The mother of an autistic teenager who killed himself in front of a train has told an inquest that he suffered years of intimidation at the hands of college bullies.

Glenys Oates told a coroner of her desperate battle to get mental health intervention for her son Gareth who had already tried to kill himself once and had talked of suicide from the age of 11.

Gareth Oates, from Stowmarket, Suffolk, was 18 when he died after travelling to Marsden station in West Yorkshire on March 2 2010.

His mother told Bradford Coroner's Court how difficult it had been to get social and medical services in Suffolk to accept the seriousness of her son's suicidal condition.

She warned that a gap in care services for autistic teenagers could allow further tragedies to occur.

Mrs Oates told the court Gareth was routinely bullied and was even given the nickname "suicide boy" by some fellow pupils at West Suffolk College.

She said he was also bullied in public and she had later received an apology from Suffolk Police for not dealing with it more robustly.

She said this was "bullying of a disabled person - deliberate targeting".

But Mrs Oates said she believed Gareth tried to take his own life because of a meeting with a GP link-worker the day before which left him "deeply, deeply distressed".

She told the coroner she believed he had taken literally a comment made to him by the link-worker that "he'd be better off dead than in college education".

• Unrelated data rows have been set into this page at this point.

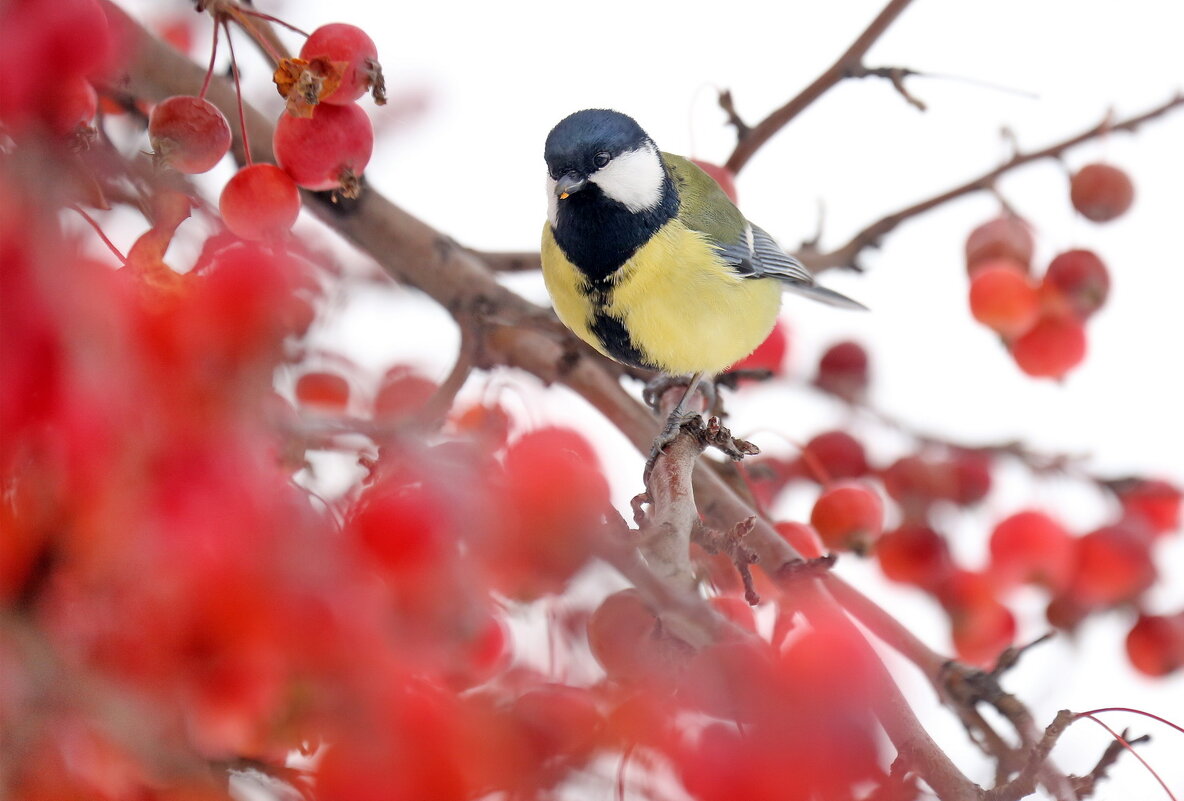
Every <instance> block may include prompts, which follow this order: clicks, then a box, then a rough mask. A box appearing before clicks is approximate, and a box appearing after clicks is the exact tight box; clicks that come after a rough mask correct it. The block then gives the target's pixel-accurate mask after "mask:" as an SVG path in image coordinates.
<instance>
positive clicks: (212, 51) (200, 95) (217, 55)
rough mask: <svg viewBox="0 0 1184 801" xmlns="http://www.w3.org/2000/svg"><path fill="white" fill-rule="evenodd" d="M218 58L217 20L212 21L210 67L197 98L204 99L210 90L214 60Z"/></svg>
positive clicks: (217, 33) (217, 29) (204, 98)
mask: <svg viewBox="0 0 1184 801" xmlns="http://www.w3.org/2000/svg"><path fill="white" fill-rule="evenodd" d="M217 56H218V20H214V44H213V46H212V47H210V67H208V69H207V70H206V79H205V80H202V82H201V91H200V92H198V97H199V98H201V99H202V101H204V99H206V91H207V90H208V89H210V79H211V78H212V77H213V75H214V58H215V57H217Z"/></svg>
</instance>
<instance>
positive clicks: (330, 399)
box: [296, 370, 349, 412]
mask: <svg viewBox="0 0 1184 801" xmlns="http://www.w3.org/2000/svg"><path fill="white" fill-rule="evenodd" d="M296 400H297V401H298V402H300V405H301V406H304V407H311V408H316V409H320V411H324V412H345V411H346V407H347V406H349V382H348V381H346V379H345V377H343V376H341V375H337V374H336V373H327V372H323V370H318V372H314V373H304V374H303V375H301V376H300V377H298V379H296Z"/></svg>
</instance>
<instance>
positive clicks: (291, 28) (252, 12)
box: [239, 6, 308, 39]
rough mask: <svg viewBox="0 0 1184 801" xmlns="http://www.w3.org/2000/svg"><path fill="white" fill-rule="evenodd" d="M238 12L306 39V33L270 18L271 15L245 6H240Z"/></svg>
mask: <svg viewBox="0 0 1184 801" xmlns="http://www.w3.org/2000/svg"><path fill="white" fill-rule="evenodd" d="M239 11H242V12H243V13H244V14H249V15H251V17H257V18H258V19H262V20H266V21H268V22H274V24H276V25H282V26H283V27H285V28H288V30H289V31H291V32H292V33H298V34H301V35H302V37H304V38H305V39H308V33H305V32H304V31H301V30H300V28H298V27H296V26H295V25H289V24H288V22H285V21H283V20H282V19H279V18H278V17H272V15H271V14H264V13H263V12H262V11H256V9H253V8H246V7H245V6H240V7H239Z"/></svg>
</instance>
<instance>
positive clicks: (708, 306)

She said taking language literally was a characteristic of his autism.

Mrs Oates described how she became more and more concerned about her son's suicidal tendencies over the summer of 2009 but could not convince mental health services of the seriousness of his situation.

She said: "There could be no doubt this young man, my son, was suicidal."

Mrs Oates said she eventually secured a course of cognitive behavioural therapy for Gareth but struggled to get further support and she became increasingly desperate.

She said he became obsessed with the 1985 action film The Runaway Train - which ends with one of the main characters killing himself in front of the engine.

Mrs Oates said she believed some of the details of her son's death mirrored that in the film.